I re-booted the PC with another disk and installed windows. This works fine.
I plugged in the SATA cable to the internal disk. Using MS DOS diskpart I made it inactive. As I am not booting of this internal disk, I tried to delete the windows partiton. It apears I need permission to perform this operation. This is a stand alone PC. I am the sole owner of it. Why do I need permission to delete a folder of another hard disk that is not active and I am not booting from it? HELP ME PLEASE (Desperate)
TIA
Desmond.
Diskpart "clean", seems to remove MBR contents (no partition
table any more). So that would be a quick way to remove the
*entire* contents of a disk. Rather drastic though.

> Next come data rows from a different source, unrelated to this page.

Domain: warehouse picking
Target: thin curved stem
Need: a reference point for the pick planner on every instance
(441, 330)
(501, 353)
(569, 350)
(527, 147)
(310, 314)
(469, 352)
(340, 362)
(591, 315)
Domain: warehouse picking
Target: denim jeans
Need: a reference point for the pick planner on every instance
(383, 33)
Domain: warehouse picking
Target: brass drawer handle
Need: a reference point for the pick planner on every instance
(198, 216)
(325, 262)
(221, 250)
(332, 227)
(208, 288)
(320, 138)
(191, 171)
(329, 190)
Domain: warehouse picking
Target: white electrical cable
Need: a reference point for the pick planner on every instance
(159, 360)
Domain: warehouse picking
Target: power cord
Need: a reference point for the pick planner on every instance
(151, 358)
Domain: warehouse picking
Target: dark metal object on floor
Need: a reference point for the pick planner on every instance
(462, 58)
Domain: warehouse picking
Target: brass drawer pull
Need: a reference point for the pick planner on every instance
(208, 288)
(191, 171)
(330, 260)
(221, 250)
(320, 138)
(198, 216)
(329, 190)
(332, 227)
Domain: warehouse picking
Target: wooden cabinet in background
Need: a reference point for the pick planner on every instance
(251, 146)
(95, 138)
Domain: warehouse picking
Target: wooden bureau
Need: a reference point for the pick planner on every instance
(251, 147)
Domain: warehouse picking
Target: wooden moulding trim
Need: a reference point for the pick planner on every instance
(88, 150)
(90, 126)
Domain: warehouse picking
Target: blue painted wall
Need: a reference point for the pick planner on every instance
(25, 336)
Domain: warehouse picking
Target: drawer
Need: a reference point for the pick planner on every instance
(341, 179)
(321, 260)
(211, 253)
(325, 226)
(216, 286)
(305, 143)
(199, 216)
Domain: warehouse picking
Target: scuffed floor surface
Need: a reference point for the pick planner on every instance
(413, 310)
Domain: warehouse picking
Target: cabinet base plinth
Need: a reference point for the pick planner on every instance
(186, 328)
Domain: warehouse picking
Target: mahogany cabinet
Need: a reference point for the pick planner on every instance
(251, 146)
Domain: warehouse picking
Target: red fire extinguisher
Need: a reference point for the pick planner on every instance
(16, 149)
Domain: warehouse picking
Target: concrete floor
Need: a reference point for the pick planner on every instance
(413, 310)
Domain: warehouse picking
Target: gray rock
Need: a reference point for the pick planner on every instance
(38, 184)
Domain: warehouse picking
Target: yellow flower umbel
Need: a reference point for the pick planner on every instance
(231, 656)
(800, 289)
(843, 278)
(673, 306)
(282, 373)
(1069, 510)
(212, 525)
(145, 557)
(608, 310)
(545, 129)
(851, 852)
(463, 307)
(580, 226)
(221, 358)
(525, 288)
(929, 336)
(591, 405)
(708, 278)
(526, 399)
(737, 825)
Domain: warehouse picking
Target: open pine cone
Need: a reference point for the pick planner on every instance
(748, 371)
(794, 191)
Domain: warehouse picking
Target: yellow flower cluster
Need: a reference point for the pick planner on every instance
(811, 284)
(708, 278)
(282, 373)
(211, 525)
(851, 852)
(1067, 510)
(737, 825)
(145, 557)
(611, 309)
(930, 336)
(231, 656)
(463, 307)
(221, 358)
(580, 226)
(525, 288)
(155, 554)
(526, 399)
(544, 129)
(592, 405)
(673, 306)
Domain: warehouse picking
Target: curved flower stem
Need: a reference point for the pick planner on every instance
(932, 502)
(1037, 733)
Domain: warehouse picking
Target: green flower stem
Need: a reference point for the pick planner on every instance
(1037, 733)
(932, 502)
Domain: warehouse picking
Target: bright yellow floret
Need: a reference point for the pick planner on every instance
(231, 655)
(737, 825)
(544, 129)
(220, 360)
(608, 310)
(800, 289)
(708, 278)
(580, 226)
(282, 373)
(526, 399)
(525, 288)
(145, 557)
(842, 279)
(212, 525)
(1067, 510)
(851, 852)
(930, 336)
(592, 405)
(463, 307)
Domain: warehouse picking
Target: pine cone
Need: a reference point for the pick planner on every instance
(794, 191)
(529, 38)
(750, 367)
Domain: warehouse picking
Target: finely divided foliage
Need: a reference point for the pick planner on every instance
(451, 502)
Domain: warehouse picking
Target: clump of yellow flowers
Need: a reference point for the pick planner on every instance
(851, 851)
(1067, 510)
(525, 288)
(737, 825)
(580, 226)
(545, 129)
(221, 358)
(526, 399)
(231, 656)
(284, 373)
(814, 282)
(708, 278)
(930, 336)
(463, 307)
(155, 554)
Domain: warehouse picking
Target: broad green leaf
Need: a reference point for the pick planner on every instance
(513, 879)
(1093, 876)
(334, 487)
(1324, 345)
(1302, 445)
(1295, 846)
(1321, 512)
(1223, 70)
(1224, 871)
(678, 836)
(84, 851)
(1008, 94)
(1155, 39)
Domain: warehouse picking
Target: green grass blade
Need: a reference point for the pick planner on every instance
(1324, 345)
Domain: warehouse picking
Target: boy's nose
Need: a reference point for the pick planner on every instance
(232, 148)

http://www.sevenforums.com/tutorials/52129-disk-clean-clean-all-diskpart-command.html
And that's not a "secure delete", merely the fastest way to
hide what was previously on there. Wouldn't take much in the
way of forensics to bring it all back (TestDisk).
*******
People first experience the problem with the Windows folder,
when deleting "Windows.old" on an repair/upgrade install. The
OS usually resists this, and it would be a permission problem.
(Disk Cleanup actually handles that case quite nicely. I was
just using that example as an illustration of a "pit full of
snakes" that you'd find inside a Windows folder. I think I tried
that once, manually, and met instant resistance
)
A solution for that is Take Ownership. Followed by "Full Control".
http://www.sevenforums.com/tutorials/1911-take-ownership-shortcut.html
(Ref:
http://www.vistax64.com/tutorials/112795-context-menu-take-ownership.html )
But being a lazy guy, I just boot a Linux LiveCD or pen drive,
and permissions mean nothing from there. You can delete what
you want
You don't learn anything doing it that way though.
I guess you can see why I don't really need a Take Ownership
context menu entry
I'm that lazy.
Actually, there is some science to deleting, but it only becomes
necessary to use brain power, when deleting a lot of stuff. For
example, if you attempt to use the trash bin on WinXP, and throw
a million files in there, it'll lock up for sure. If you use
command prompt, and say "del filename", that seems to execute
pretty fast (compared to any Trash bin shenanigans). So there
will be occasions, when you need to know the absolutely best
way to delete something, that runs as fast as possible. On WinXP,
I'd be just as likely to "format" a partition, as to try to erase
a major folder, due to how crappy the Explorer implementation is.
And that's still going to be true of the other OSes. Typically,
an OS is not allowed to "optimize" file operations - even though
as users, we could say ("just rewrite the entire $MFT and remove
all the references to those million files in one shot"), such a
jumping to conclusions is not allowed in the file system business.
It's "one at a time, for safety". And that sucks.